As crude oil prices rose to an all-time high of $147 in July, airlines started increasing their fares. The taxes and surchages jumped as well, forcing passengers to opt for cheaper modes of transport.
But with oil prices falling by more than $100, full-service carriers such as Jet Airways (India) Ltd, Kingfisher Airlines Ltd, Paramount Airways Pvt. Ltd and National Aviation Co. of India Ltd, which runs Air India, resorted to discounts of up to 50% to draw passengers.
Low-fare carriers such as GoAirlines (India) Pvt. Ltd (GoAir), IndiGo, run by InterGlobe Aviation Pvt. Ltd, and SpiceJet Ltd announced steeper discounts, even charging only for taxes and surcharges.
“I do not think these low fares (are) going to be sustainable. I hope fares will be back at normal levels in two-weeks,” SpiceJet’s chief executive Sanjay Aggarwal said over phone. “In (the) last 30 days, we had a bigger hit in the revenues due to these discounted fares. However, load factors did not improve in proportion to the lower fares. I would rather like lower load factor than declining revenues.”

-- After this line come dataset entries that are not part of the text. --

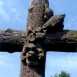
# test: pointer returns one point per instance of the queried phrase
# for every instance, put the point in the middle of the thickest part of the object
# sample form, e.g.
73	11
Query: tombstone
44	33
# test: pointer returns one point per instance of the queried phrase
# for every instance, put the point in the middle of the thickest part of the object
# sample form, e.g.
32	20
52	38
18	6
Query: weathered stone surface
55	23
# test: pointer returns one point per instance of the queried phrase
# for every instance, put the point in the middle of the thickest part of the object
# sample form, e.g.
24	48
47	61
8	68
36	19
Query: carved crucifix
44	33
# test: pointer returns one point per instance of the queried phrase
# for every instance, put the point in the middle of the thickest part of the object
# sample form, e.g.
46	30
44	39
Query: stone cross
44	33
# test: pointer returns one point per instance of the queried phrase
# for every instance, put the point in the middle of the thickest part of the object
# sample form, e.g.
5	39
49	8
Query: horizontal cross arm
65	40
12	40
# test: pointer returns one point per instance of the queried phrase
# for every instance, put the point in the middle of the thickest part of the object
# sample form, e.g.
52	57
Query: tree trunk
37	71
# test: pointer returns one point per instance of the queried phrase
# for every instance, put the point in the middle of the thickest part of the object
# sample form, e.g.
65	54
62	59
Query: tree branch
59	41
12	40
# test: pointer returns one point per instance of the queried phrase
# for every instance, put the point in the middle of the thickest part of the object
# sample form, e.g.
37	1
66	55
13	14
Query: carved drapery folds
33	52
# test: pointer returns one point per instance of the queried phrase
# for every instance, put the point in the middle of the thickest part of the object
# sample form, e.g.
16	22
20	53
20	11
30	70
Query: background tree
62	74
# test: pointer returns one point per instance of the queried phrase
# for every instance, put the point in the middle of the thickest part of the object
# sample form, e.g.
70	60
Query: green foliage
62	74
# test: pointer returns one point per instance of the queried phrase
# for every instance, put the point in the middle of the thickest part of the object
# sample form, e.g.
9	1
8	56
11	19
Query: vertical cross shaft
35	21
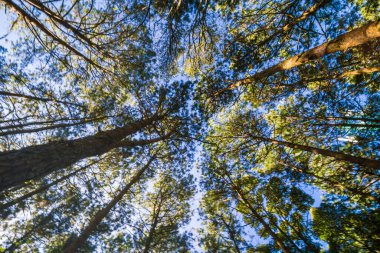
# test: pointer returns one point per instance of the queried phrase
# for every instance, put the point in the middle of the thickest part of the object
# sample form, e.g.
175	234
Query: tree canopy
189	126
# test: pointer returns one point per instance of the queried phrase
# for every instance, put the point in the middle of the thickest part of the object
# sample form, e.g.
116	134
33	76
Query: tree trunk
152	229
35	162
38	129
366	162
350	39
261	220
102	213
36	23
43	188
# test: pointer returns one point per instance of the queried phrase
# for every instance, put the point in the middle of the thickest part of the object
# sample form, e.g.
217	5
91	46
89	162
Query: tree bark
36	23
366	162
102	213
43	188
260	219
34	162
350	39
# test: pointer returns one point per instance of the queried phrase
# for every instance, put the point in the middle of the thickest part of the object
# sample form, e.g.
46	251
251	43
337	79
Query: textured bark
43	188
35	162
54	16
348	125
102	213
261	220
366	162
38	129
350	39
149	239
306	14
36	23
31	97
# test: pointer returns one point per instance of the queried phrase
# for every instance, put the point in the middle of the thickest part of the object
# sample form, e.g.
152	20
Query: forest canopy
190	126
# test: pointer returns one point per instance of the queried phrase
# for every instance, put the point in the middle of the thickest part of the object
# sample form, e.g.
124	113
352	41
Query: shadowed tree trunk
34	162
44	187
366	162
350	39
261	220
102	213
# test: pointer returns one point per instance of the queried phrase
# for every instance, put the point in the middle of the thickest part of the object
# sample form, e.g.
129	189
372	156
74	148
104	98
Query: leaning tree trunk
34	162
353	38
280	243
366	162
102	213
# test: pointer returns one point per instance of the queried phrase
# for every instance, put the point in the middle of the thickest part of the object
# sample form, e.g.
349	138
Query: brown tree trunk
152	229
350	39
43	188
38	129
102	213
34	162
261	220
36	23
31	97
366	162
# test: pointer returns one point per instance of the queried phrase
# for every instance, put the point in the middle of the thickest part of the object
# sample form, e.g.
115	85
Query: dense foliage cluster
190	126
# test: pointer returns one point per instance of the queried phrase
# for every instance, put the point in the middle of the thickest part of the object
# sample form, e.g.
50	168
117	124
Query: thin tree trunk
260	219
39	5
232	233
348	125
102	213
34	162
36	23
38	129
152	229
331	182
43	188
31	97
350	39
366	162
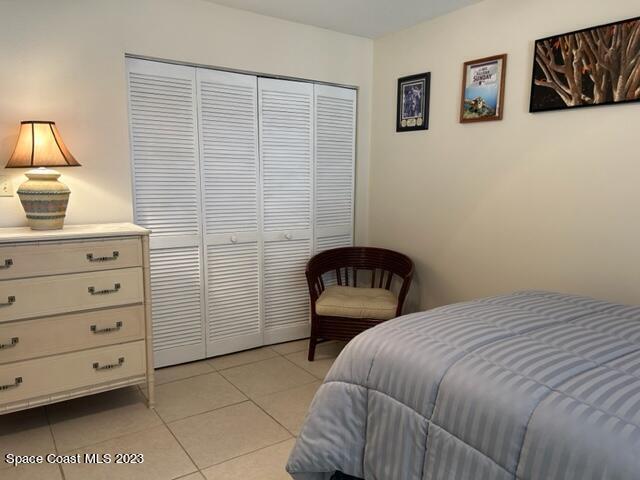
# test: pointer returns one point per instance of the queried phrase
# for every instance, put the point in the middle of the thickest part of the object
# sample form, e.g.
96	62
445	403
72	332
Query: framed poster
413	103
594	66
483	89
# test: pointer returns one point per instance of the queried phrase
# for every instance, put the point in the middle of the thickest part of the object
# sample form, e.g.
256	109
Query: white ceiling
366	18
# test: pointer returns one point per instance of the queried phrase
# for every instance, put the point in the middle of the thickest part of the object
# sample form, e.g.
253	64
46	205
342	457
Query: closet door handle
10	301
12	343
16	383
108	366
95	329
92	258
107	291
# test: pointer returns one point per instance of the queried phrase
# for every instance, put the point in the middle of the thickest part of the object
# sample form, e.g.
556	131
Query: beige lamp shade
40	145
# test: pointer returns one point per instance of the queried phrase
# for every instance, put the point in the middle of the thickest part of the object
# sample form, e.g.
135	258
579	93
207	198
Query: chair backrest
382	264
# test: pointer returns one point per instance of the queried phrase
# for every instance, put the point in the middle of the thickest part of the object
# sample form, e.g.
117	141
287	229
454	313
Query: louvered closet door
164	146
230	177
286	153
335	126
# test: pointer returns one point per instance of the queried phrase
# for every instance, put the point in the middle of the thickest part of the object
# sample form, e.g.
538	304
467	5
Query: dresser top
70	232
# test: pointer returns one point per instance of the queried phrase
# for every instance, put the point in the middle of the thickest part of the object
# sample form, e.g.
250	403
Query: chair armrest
316	287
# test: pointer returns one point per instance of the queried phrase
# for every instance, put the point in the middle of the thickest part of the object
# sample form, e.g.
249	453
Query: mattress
532	385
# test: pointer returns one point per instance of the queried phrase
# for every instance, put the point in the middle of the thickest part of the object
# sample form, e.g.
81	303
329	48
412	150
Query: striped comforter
533	385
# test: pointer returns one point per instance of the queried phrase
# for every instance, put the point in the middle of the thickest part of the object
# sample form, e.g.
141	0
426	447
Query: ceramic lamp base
44	199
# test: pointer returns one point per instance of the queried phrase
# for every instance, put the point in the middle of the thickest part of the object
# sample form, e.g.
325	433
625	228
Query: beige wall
64	60
544	201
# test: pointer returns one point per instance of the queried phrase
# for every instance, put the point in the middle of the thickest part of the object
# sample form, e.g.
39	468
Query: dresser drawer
52	375
19	261
66	333
44	296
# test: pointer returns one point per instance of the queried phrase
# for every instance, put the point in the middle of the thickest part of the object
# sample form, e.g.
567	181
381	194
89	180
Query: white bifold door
241	179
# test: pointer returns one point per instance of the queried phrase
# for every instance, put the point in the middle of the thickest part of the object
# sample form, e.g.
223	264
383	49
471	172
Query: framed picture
413	103
483	89
589	67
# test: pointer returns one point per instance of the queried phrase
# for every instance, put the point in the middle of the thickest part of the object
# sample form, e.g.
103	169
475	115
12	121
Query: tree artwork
595	66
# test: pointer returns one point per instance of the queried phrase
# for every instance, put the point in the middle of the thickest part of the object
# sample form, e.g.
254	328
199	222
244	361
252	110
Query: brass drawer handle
95	329
93	291
16	383
114	256
109	366
10	301
14	341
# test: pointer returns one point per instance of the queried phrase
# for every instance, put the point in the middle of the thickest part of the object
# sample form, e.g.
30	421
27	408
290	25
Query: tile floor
228	418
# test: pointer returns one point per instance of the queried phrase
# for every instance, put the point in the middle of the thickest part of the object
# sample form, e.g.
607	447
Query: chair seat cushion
357	302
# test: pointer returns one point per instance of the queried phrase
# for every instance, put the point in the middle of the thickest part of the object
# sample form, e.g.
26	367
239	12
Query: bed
532	385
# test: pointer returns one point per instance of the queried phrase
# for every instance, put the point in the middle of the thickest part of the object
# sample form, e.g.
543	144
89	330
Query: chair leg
313	341
312	347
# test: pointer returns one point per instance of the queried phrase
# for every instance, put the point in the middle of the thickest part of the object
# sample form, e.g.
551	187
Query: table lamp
43	197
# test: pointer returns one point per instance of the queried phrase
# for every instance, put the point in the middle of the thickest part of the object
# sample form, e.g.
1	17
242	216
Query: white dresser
75	313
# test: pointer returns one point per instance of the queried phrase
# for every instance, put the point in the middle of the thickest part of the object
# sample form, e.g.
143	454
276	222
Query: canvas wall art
483	89
595	66
412	112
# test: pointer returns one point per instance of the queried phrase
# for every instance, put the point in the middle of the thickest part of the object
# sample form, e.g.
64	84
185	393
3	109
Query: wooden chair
342	311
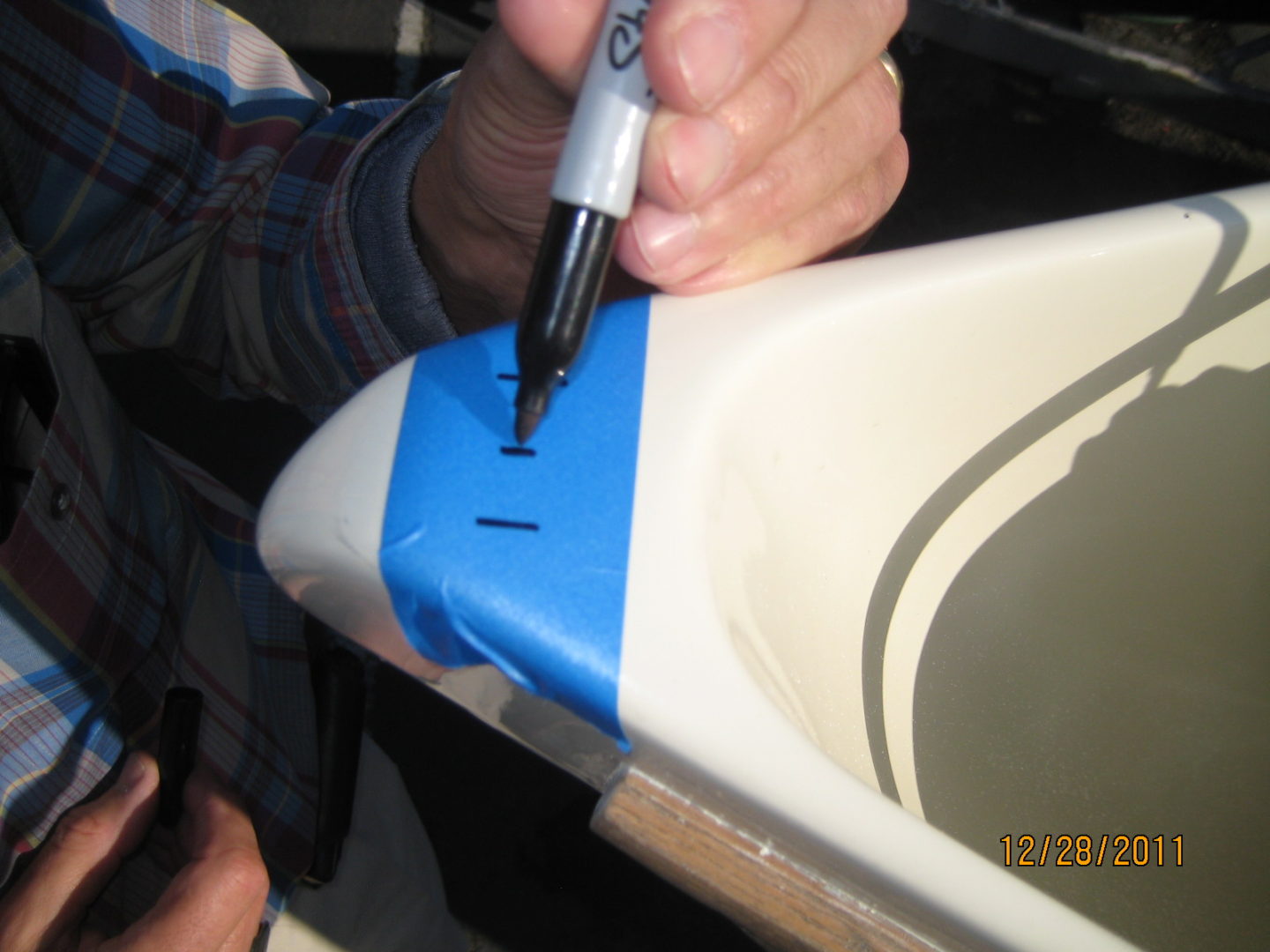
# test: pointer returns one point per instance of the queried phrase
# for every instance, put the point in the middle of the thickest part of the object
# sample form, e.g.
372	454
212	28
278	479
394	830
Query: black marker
178	749
592	192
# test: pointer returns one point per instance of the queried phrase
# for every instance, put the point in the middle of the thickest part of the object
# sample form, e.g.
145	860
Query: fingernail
709	52
663	238
696	153
133	773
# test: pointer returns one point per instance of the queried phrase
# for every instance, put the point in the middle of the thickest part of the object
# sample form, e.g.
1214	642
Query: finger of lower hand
841	172
693	153
78	859
217	899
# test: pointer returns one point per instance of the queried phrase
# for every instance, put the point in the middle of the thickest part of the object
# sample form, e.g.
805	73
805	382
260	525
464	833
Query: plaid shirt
168	179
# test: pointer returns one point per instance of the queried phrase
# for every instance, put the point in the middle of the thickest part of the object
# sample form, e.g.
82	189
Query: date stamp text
1097	850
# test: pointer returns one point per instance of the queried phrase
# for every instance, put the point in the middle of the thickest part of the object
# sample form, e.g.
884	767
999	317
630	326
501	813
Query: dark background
992	147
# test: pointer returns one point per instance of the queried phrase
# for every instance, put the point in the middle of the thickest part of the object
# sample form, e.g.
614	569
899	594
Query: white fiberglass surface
1001	548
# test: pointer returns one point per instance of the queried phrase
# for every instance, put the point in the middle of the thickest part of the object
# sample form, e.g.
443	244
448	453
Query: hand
776	141
213	904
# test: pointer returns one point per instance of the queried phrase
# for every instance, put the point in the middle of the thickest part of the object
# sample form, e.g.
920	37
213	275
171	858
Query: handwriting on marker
625	38
507	524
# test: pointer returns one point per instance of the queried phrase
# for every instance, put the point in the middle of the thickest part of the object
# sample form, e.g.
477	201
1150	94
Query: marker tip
526	423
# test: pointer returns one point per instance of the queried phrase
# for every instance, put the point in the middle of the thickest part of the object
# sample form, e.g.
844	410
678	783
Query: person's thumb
78	859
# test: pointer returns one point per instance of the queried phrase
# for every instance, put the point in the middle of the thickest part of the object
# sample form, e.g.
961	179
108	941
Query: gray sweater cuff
404	294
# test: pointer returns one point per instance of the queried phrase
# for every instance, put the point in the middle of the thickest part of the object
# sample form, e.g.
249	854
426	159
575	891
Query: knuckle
891	14
790	83
244	874
83	829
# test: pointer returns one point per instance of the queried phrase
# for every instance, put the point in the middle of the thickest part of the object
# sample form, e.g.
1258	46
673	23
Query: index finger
698	52
79	859
217	897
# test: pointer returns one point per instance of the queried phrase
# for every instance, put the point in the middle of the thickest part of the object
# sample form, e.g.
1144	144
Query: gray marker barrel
600	164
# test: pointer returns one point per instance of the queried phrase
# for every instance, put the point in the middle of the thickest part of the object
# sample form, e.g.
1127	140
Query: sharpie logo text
625	36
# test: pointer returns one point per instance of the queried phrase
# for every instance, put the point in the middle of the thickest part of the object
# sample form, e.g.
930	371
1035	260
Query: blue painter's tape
510	557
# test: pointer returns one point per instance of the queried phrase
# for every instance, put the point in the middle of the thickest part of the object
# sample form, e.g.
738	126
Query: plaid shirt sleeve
169	179
187	187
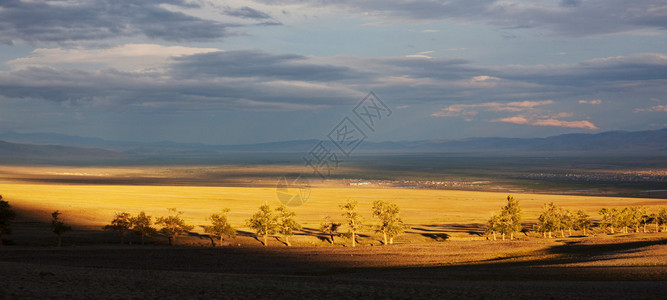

Domestic passenger traffic declined 18% in the quarter ended December.
“Traditionally, February and March are weak periods for domestic travel. Now, with these discounts schemes, we are targeting incremental traffic, though there is an impact on our yields,” said a Jet Airways executive, who didn’t want to be named.
The industry cannot afford another set of losses in the next fiscal year “as it would mean all the stakeholders are supporting a very bad business case”, Capa said in its report.